The western comedy is a sub-genre as barren as the deserts portrayed in its films, few stand out and even fewer have stood the test of time. Blazing Saddles, City Slickers, and ¡Three Amigos! are the rare exceptions, and more recently Seth MacFarlane’s A Million Ways to Die in the West was a pretty decent addition. But The Ridiculous 6 is not a major part of this esteemed gang, its like the runt of group which everyone keeps around because it provides some entertainment now an then.
Adam Sandler is Tommy a.k.a White Knife, a white man with incredible knife skills, raised by Native Americans after his mother was killed when he was young. One day Frank Stockburn (Nick Nolte) strolls into camp and tells him he is his long presumed dead father, and that he is there to make amends with his son before he dies of consumption. As a parting gift he informs Tommy of his personal wealth buried in the forests, which he wants him to have. Not long after Franks old gang arrive, led by Cicero (Danny Trejo) demanding the same money he hid from them. In order to avoid bloodshed Frank takes Cicero away from the camp and to a place he claims the money is buried. Tommy realises Frank is deceiving Cicero about the money, and in a bid to save his fathers life starts a journey to get $50,000 to save his life. Unbeknownst to Tommy, his journey leads him to discovering he has five other brothers, Ramon (Rob Schnieder), Herm (Jorge Garcia), Lil’ Pete (Taylor Lautner), Chico (Terry Crews) and Danny (Luke Wilson) who are all Frank Stockburn’s sons from different mothers. The unlikely group unite together to save their father who they have never met, and become the ridiculous six.
To put it bluntly The Ridiculous 6 is not a great film and at nearly 2 hours in length it’s just too long for a comedy, It takes nearly 50 minutes alone to bring the six brothers together. Even The Hobbit: An Unexpected Journey made quicker introductions than that and there are 13 dwarves! The film also wastes time on bizarre side plots, one of which is the creation of baseball featuring John Turturro. Unfortunately this ends up with some of the characters getting little screen time other than their own moment being the hero, and the pace of the film is that of a horse suffering sun stroke in an arid desert without water. However with that being the case, I’d be lying if I said I didn’t make me chuckle now and then.

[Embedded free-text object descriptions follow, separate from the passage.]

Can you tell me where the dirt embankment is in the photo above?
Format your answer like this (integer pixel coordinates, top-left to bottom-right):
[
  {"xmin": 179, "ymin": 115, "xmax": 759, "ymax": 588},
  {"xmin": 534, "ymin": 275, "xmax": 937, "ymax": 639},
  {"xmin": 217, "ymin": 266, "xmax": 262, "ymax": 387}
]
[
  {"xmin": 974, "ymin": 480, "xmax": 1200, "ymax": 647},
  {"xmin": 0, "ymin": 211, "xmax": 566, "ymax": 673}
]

Easily the highlights of this tepid film, and comedy, come from the numerous cameos contained within. Will Forte (He needs to lead more films!) and his Left-Eye Gang are welcome antagonists, with their recruitment of Steve Zahn’s wacky ‘injun’ hating Clem providing equal cringe and laughs. My biggest chuckle came from Vanilla Ice playing Mark Twain, (it’s just a few lines but I found it amusing) and Steve Buscemi as a barber who utilises a cream fit for all purposes that finds itself in a number of orifices, it is as disgustingly funny as it sounds. Of the actual six main characters, after completely and utterly embraces his inner Billy Madison as the dim witted Lil’ Pete, it’s surprisingly Taylor Lautner that makes the biggest impact. It was the type of performance Sandler was lauded for back in day, and as Kirk Lazarus would say he goes “full retard”. It’s so stupid but you can’t help but give a wry smile sometimes, even if it does make you feel dirty after.
At the end of the day The Ridiculous 6 is a typical Adam Sandler film, you get exactly what you expect, projectile diarrhoea and all, and surely you don’t expect anything different. If you don’t like his stuff then don’t waste your time as you’ll be sure to hate it. But if you still enjoy Little Nicky and Billy Madison then there will be something for you to enjoy here, and to be honest I’ve seen much worse.